Commercial implications
It is inevitable that there will be an increase in consumer distress that will create a need for greater sensitivity in relation to conduct risk and TCF. Internal Audit is well placed to challenge their organisations responses to this. There are specific sectors that will have been impacted and previous assumptions need be revisited for example risk appetite and risk profile changes for the leisure and hospitality sectors or commercial real estate. Many regulatory capital and liquidity regulatory obligations are dependent on customer behaviour modelling and these behavioural patterns may be distorted by COVID-19 for example the stability of retail current account balances with the retail sector largely closed there is a risk that an element of stability is assumed that will not be the case in a post lockdown environment. There are also strategic risks that need to be considered, for example new or accelerated client interaction models for example the evolution from branch-based banking.

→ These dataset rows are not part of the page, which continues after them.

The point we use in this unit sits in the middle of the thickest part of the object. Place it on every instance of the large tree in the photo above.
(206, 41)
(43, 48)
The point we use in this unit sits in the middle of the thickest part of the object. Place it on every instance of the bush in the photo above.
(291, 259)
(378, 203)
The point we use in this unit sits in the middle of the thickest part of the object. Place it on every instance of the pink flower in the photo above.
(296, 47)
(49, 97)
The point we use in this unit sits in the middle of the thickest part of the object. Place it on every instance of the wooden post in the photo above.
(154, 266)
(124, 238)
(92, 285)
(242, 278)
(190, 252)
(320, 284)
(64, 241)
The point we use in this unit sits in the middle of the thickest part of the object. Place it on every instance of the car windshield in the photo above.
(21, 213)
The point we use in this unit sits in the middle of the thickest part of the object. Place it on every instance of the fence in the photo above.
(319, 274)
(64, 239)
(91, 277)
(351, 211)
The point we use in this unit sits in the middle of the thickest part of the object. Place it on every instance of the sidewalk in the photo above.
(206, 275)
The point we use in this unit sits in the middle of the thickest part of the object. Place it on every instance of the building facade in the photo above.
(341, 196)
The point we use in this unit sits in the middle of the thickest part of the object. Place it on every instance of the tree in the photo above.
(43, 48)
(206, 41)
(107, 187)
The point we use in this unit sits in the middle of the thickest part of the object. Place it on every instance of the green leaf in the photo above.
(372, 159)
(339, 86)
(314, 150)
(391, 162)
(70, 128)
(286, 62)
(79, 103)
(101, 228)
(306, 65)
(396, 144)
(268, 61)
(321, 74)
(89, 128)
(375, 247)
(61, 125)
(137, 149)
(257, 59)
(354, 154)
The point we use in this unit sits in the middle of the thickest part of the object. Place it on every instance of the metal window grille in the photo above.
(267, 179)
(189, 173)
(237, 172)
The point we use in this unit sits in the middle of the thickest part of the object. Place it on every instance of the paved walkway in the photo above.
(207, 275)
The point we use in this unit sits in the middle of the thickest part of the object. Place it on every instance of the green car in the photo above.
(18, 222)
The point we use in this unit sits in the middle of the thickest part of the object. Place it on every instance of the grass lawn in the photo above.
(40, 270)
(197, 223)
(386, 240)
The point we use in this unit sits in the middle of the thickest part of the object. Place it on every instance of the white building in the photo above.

People and work environment
There is a heightened awareness of the need for organisations to keep people safe and the legal and reputational risks of organisations getting this wrong are significant. Tis is wider than traditional HR and legal obligations and includes physical and mental wellbeing, stress management and the need for organisations to create a safe environment for Psychological safety-and the calling out of issues. Internal Audit should be assessing the risks that can arise from hybrid working models such as the challenges with building organisational and risk cultures remotely. The risk culture is a particular challenge for new employees, how do they benefit from their colleagues' experience of the control environment with remote mentors and supervisors.